Heart rhythm disturbances.- History of epilepsy.
- Hepatargy.
- Essential or secondary hypertension, uncontrolled or untreatable.
- Parallel use of drugs - derivatives of ergotamine or ergotamine itself, as well as monoamine oxidase enzyme blockers, including a 2-week period after their discontinuation.
- In the treatment of cluster cephalgia in the elderly.
Pregnancy is a contraindication for the use of this substance. It is recommended to breastfeed only 12 hours after the last dose of sumatriptan.
Studies were conducted in which about 800 children and adolescents aged 10 to 17 years suffering from migraine participated, where one group took a placebo and the other took Sumamigren. This study found no significant difference in effects between placebo and drug. The number and frequency of undesirable effects is the same in both adolescents and adults.
special instructions
Sumamigren ® should be prescribed only when the diagnosis of migraine is beyond doubt. The drug should be used as soon as possible after the onset of the attack, although it is equally effective when used at any stage of the attack.
The drug is not intended for the prevention of migraine attacks.
When prescribing Sumamigren to patients with previously undiagnosed migraine or to patients with atypical migraine, other potentially serious neurological conditions must be excluded. It should be noted that patients with migraine have an increased risk of developing cerebrovascular complications (stroke or transient cerebrovascular accident).
Sumamigren ® should not be prescribed to patients with suspected heart disease without prior examination. This category of patients includes postmenopausal women, men over 40 years of age, and patients with risk factors for developing coronary artery disease. The use of the drug is possible only after excluding diseases of the cardiovascular system. If, while using the drug, such patients develop symptoms from the cardiovascular system and there is reason to suspect coronary heart disease, then it is necessary to conduct an appropriate examination.
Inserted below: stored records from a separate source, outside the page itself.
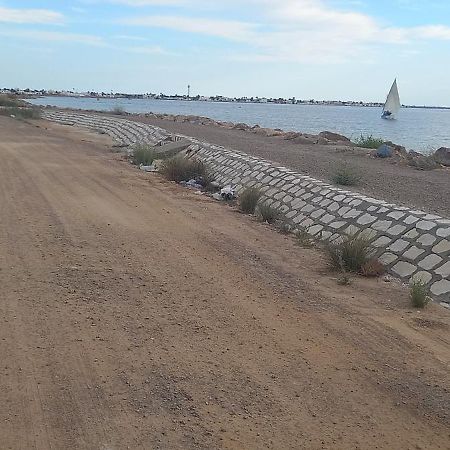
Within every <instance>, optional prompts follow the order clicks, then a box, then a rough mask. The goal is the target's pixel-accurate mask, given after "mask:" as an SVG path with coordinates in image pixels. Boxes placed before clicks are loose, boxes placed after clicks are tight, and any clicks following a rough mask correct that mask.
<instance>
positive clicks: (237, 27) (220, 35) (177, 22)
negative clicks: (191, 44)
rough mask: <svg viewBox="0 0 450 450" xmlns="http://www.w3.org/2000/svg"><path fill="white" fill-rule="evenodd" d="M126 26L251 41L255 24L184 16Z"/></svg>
mask: <svg viewBox="0 0 450 450" xmlns="http://www.w3.org/2000/svg"><path fill="white" fill-rule="evenodd" d="M123 23H125V24H127V25H139V26H148V27H157V28H167V29H171V30H176V31H184V32H188V33H200V34H207V35H209V36H216V37H221V38H225V39H230V40H240V41H245V40H247V39H248V40H251V39H252V36H254V33H255V30H256V28H257V25H256V24H249V23H245V22H238V21H230V20H216V19H204V18H192V17H184V16H144V17H136V18H132V19H127V20H124V21H123Z"/></svg>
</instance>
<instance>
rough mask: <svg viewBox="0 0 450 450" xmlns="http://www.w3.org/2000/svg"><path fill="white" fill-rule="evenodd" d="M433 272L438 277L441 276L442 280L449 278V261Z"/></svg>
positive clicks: (439, 267) (449, 270) (449, 264)
mask: <svg viewBox="0 0 450 450" xmlns="http://www.w3.org/2000/svg"><path fill="white" fill-rule="evenodd" d="M435 272H436V273H437V274H438V275H441V276H442V277H443V278H448V277H450V261H447V262H446V263H445V264H443V265H442V266H440V267H438V268H437V269H436V270H435Z"/></svg>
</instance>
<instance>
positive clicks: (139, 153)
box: [132, 144, 155, 166]
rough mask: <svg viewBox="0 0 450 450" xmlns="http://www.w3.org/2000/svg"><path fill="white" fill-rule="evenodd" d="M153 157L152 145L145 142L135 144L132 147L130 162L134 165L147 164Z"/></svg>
mask: <svg viewBox="0 0 450 450" xmlns="http://www.w3.org/2000/svg"><path fill="white" fill-rule="evenodd" d="M154 159H155V151H154V150H153V148H152V147H150V146H148V145H145V144H136V145H135V146H134V147H133V153H132V162H133V164H135V165H136V166H139V165H140V164H142V165H144V166H149V165H150V164H151V163H152V162H153V160H154Z"/></svg>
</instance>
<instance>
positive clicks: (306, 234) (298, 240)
mask: <svg viewBox="0 0 450 450" xmlns="http://www.w3.org/2000/svg"><path fill="white" fill-rule="evenodd" d="M295 237H296V238H297V245H299V246H300V247H303V248H311V247H313V246H314V241H313V238H312V237H311V235H310V234H309V233H308V230H307V229H306V230H297V232H296V233H295Z"/></svg>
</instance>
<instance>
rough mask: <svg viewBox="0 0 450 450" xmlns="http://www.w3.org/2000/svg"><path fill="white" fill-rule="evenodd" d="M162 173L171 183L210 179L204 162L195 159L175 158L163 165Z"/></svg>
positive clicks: (190, 158) (181, 156) (177, 156)
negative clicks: (198, 179)
mask: <svg viewBox="0 0 450 450" xmlns="http://www.w3.org/2000/svg"><path fill="white" fill-rule="evenodd" d="M160 172H161V173H162V174H163V175H164V176H165V177H166V178H167V179H168V180H171V181H176V182H177V183H179V182H180V181H189V180H192V179H203V180H205V179H209V178H210V177H209V175H208V171H207V168H206V166H205V165H204V164H203V162H202V161H200V160H198V159H195V158H189V159H188V158H184V157H183V156H174V157H173V158H170V159H168V160H166V161H164V163H163V164H162V167H161V170H160Z"/></svg>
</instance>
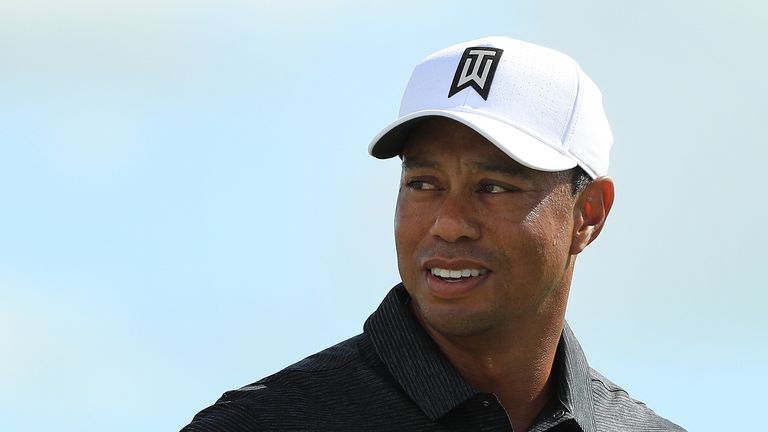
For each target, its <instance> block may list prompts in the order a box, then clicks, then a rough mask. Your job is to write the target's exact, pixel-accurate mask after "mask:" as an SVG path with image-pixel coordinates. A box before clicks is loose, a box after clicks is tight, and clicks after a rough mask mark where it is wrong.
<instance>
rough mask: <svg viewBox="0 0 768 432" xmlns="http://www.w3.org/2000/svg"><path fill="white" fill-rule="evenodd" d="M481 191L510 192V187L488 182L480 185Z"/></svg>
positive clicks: (484, 191)
mask: <svg viewBox="0 0 768 432" xmlns="http://www.w3.org/2000/svg"><path fill="white" fill-rule="evenodd" d="M480 191H481V192H485V193H503V192H509V189H507V188H505V187H504V186H500V185H497V184H492V183H488V184H484V185H482V186H480Z"/></svg>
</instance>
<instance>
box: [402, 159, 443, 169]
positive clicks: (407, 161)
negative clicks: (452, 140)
mask: <svg viewBox="0 0 768 432" xmlns="http://www.w3.org/2000/svg"><path fill="white" fill-rule="evenodd" d="M438 166H439V165H438V163H437V162H434V161H430V160H426V159H421V158H415V157H409V158H408V159H403V163H402V167H403V169H414V168H437V167H438Z"/></svg>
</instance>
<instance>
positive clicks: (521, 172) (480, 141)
mask: <svg viewBox="0 0 768 432" xmlns="http://www.w3.org/2000/svg"><path fill="white" fill-rule="evenodd" d="M402 158H403V162H404V165H405V166H414V165H423V164H429V165H439V164H441V162H446V161H449V160H461V161H464V162H465V163H468V164H471V165H476V166H478V167H494V168H496V169H494V170H496V171H509V172H514V173H516V174H520V175H523V176H525V177H532V176H535V175H536V174H537V173H541V174H546V173H543V172H541V171H536V170H533V169H531V168H528V167H526V166H523V165H521V164H520V163H518V162H517V161H515V160H514V159H512V158H511V157H509V156H508V155H507V154H506V153H504V152H503V151H501V150H500V149H499V148H498V147H496V146H495V145H494V144H493V143H491V142H490V141H488V140H487V139H486V138H485V137H483V136H482V135H480V134H479V133H477V132H475V131H474V130H472V129H471V128H469V127H467V126H465V125H463V124H461V123H459V122H456V121H454V120H450V119H446V118H440V117H437V118H430V119H427V120H424V121H422V122H420V123H419V124H417V125H415V126H414V127H413V128H412V129H411V132H410V134H409V135H408V137H407V139H406V141H405V145H404V147H403V153H402Z"/></svg>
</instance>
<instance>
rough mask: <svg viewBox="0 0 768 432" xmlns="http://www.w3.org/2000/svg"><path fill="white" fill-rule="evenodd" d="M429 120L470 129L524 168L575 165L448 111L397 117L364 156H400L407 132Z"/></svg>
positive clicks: (466, 116)
mask: <svg viewBox="0 0 768 432" xmlns="http://www.w3.org/2000/svg"><path fill="white" fill-rule="evenodd" d="M429 117H446V118H449V119H452V120H455V121H457V122H459V123H462V124H464V125H466V126H468V127H470V128H472V129H473V130H474V131H476V132H477V133H479V134H480V135H482V136H483V137H485V138H486V139H487V140H488V141H490V142H491V143H493V144H494V145H495V146H496V147H498V148H499V149H500V150H501V151H503V152H504V153H505V154H507V155H508V156H509V157H511V158H512V159H514V160H515V161H517V162H519V163H521V164H522V165H525V166H527V167H528V168H532V169H535V170H539V171H563V170H567V169H571V168H573V167H575V166H576V165H577V163H576V161H575V160H574V159H573V158H571V157H570V156H568V155H565V154H563V153H561V152H559V151H558V150H556V149H554V148H553V147H551V146H549V145H548V144H546V143H545V142H543V141H542V140H540V139H538V138H536V137H534V136H532V135H530V134H528V133H526V132H524V131H521V130H520V129H518V128H516V127H514V126H512V125H510V124H508V123H505V122H502V121H499V120H496V119H493V118H490V117H487V116H484V115H480V114H475V113H472V112H466V111H452V110H451V111H449V110H425V111H417V112H414V113H411V114H409V115H407V116H404V117H401V118H399V119H398V120H397V121H395V122H393V123H391V124H390V125H388V126H387V127H386V128H384V129H383V130H382V131H381V132H379V133H378V135H376V136H375V137H374V138H373V140H372V141H371V144H370V145H369V146H368V153H370V154H371V156H373V157H375V158H378V159H389V158H391V157H395V156H398V155H400V154H401V153H402V150H403V146H404V145H405V141H406V139H407V137H408V132H409V131H410V129H411V128H412V127H413V126H415V125H416V124H417V123H418V122H419V121H421V120H425V119H427V118H429Z"/></svg>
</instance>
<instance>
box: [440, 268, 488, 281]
mask: <svg viewBox="0 0 768 432" xmlns="http://www.w3.org/2000/svg"><path fill="white" fill-rule="evenodd" d="M429 271H430V272H432V275H434V276H437V277H441V278H452V279H459V278H463V277H471V276H482V275H484V274H486V273H488V270H487V269H461V270H448V269H441V268H436V267H435V268H431V269H430V270H429Z"/></svg>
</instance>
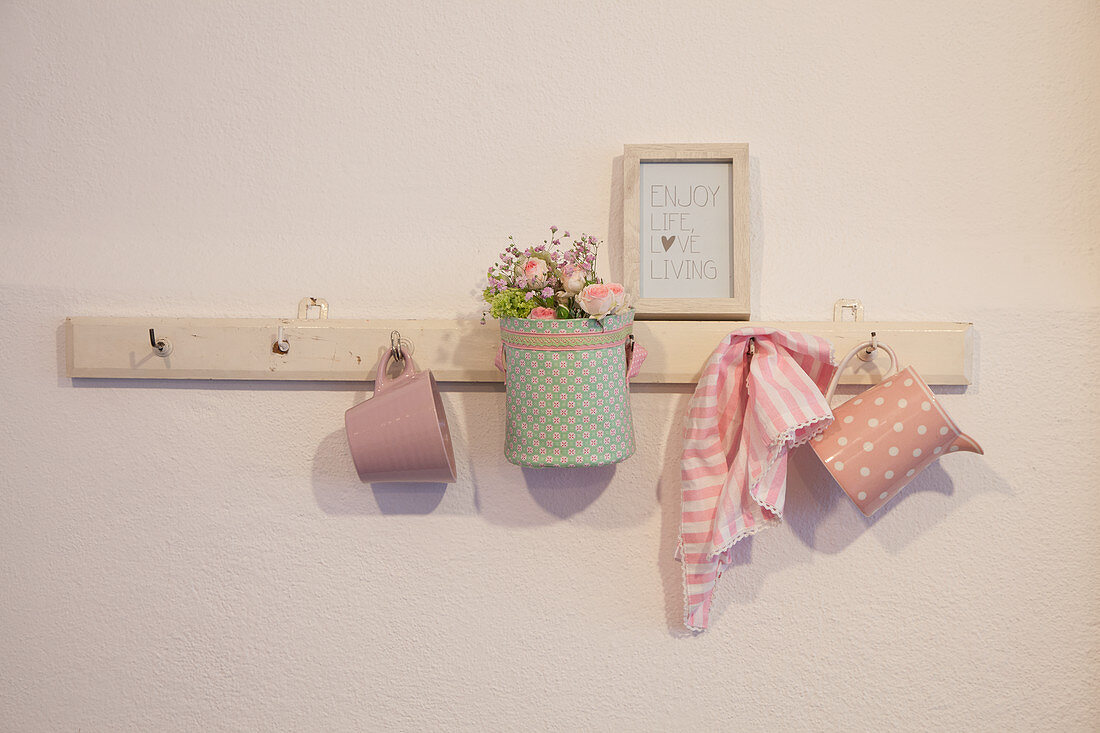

Do not exceed the recommended doses of the drug.
Impact on the ability to drive vehicles and operate machinery
During therapy with sumatriptan, drowsiness may develop (both associated with the disease itself and with taking the drug). Therefore, during the period of use of the drug, patients should be especially careful when driving a car and engaging in other potentially hazardous activities that require a high speed of psychomotor reactions.
Drug interactions
There were no drug interactions between sumatriptan and propranolol, flunarizine, pizotifen and ethanol.
When taken simultaneously with ergotamine, prolonged vasospasm was observed. Sumatriptan can be prescribed no earlier than 24 hours after taking drugs containing ergotamine, and drugs containing ergotamine can be prescribed no earlier than 6 hours after taking sumatriptan.
Interaction between sumatriptan and MAO inhibitors is possible; their simultaneous use is contraindicated.
There are isolated reports of the development of weakness, hyperreflexia and loss of coordination in patients after concomitant use of sumatriptan and selective serotonin reuptake inhibitors (this combination is not recommended, and if the use of such a combination is necessary, the patient's condition should be carefully monitored).